De nos jours, si l’on demandait à des hongrois moyennement cultivés, moyennement intéressés par le monde extérieur, ce qui leur vient à l’esprit quand on leur parle de la Hollande, il y a fort à parier que la plupart ne mentionneraient guère que le football, les tulipes et une marque de bière sur laquelle figure une étoile rouge. Puis ils citeraient encore les canaux, les moulins à vent, les filles de joie, et bien sûr la légalisation de la « fumette ». Les plus cultivés ajouteraient enfin Erasme, Rembrandt, Van Gogh, peut-être même, éventuellement, Thomas à Kempis, Hugo Grotius ou Johan Huizinga.
Mais ils sont bien sûr moins nombreux à savoir qui était Lamoraal, quatrième comte d’Egmont, dont nous célébrerons l’année prochaine le 500ième anniversaire. Il fut l’un des premiers chefs – et finalement un martyr – de la guerre de libération lancée dans les années 1560 par les Pays-Bas contre les Habsbourg espagnols qui les opprimaient, ce qui lui valut le drame romantique que Goethe lui a consacré – drame pour lequel Beethoven a composé en 1810 une musique d’accompagnement, en signe de protestation contre l’occupation de sa patrie par la tyrannie napoléonienne. Cette ouverture d’Egmont, qui passe pour l’hymne de la liberté, est le morceau qui a été le plus souvent entendu pendant la révolution de libération nationale hongroise de 1956, servant de musique de fond à la radio. Les Gars de Pest n’avaient probablement pas beaucoup entendu parler de cet aristocrate hollandais devenu héros de la liberté, mais le chef-d’œuvre musical du génial compositeur allemand unissait l’âme de ces deux peuples en armes pour leur liberté et leur indépendance.
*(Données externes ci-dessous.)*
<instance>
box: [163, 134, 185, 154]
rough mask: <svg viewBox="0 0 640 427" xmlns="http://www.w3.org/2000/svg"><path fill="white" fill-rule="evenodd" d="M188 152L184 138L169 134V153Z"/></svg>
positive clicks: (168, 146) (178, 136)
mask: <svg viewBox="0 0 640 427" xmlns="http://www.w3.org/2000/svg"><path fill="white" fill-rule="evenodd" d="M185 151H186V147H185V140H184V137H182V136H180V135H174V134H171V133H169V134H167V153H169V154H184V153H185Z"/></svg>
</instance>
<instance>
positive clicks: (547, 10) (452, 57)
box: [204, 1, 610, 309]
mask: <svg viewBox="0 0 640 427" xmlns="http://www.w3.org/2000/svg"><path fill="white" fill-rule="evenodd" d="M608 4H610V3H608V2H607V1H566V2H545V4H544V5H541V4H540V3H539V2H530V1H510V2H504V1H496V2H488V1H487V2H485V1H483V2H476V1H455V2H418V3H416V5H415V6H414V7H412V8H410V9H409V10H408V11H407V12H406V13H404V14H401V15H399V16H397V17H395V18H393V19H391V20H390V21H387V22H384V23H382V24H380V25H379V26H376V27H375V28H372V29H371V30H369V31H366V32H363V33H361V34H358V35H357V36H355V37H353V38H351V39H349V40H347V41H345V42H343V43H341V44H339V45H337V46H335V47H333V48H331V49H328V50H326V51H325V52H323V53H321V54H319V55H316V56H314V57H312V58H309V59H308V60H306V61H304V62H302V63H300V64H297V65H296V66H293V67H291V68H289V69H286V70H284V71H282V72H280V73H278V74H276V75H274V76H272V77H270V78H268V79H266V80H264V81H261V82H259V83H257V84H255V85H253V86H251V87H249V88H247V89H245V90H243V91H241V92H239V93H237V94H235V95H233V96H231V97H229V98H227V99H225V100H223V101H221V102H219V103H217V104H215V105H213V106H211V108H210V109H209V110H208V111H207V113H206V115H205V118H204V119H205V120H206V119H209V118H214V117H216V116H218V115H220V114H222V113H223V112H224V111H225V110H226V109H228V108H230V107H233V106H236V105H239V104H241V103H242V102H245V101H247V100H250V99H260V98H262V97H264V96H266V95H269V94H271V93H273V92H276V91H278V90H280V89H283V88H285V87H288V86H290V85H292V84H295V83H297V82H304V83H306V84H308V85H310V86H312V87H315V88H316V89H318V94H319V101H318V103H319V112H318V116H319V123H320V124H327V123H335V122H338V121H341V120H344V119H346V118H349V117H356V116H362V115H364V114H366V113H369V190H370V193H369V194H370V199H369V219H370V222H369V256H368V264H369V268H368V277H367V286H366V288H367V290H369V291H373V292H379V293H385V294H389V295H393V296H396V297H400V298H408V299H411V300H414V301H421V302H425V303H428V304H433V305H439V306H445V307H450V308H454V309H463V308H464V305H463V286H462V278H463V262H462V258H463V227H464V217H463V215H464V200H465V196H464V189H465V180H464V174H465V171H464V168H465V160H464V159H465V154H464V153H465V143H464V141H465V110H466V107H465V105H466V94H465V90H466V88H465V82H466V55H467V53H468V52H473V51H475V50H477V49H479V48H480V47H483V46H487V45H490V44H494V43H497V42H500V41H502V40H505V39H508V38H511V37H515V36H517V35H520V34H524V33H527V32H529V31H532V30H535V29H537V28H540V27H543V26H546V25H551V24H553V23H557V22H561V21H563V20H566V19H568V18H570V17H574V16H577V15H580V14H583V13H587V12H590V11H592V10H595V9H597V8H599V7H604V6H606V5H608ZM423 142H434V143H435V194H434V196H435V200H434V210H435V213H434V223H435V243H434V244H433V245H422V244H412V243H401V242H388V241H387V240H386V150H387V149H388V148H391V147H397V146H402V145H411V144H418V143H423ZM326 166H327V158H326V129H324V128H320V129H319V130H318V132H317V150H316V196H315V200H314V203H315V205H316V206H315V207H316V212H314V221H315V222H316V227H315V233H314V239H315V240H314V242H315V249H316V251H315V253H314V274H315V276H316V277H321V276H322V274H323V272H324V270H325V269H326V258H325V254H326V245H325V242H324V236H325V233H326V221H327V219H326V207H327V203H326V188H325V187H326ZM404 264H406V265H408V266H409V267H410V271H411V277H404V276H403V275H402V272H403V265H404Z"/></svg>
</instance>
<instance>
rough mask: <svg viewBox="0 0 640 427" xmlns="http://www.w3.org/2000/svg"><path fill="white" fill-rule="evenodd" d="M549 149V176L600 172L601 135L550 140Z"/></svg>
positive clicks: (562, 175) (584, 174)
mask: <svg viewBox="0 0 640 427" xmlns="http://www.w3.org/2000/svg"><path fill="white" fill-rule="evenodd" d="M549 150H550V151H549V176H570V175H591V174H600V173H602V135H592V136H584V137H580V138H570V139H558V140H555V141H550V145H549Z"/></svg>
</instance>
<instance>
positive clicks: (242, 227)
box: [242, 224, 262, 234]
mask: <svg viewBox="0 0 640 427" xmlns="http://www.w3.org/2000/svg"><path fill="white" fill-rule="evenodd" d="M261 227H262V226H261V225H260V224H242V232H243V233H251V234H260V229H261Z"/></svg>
Or le comte Egmont ne fut que le premier d’une série assez longue. Du fait de la réforme calviniste, les sept provinces protestantes des Pays-Bas ont tissé des liens très étroits avec la Transylvanie. C’est à cette époque que commence la pérégrination de masse des étudiants calvinistes hongrois vers les universités hollandaises : Utrecht, Groningen, Franeker, Leiden. À peine fondée, l’université de Harderwijk confère son premier doctorat à l’un des génies de l’histoire culturelle et pédagogique hongroise : le sicule János Apáczai Csere, qui avait compris aux Pays-Bas que c’est dans le cadre de leur combat de libération contre les Habsbourg catholiques d’Espagne que les Hollandais protestants avaient fondé toutes ces académies, car « c’est alors qu’ils s’étaient rendu compte que les armements qui se forgent dans les escoles sont plus importants que les boulets de canon ».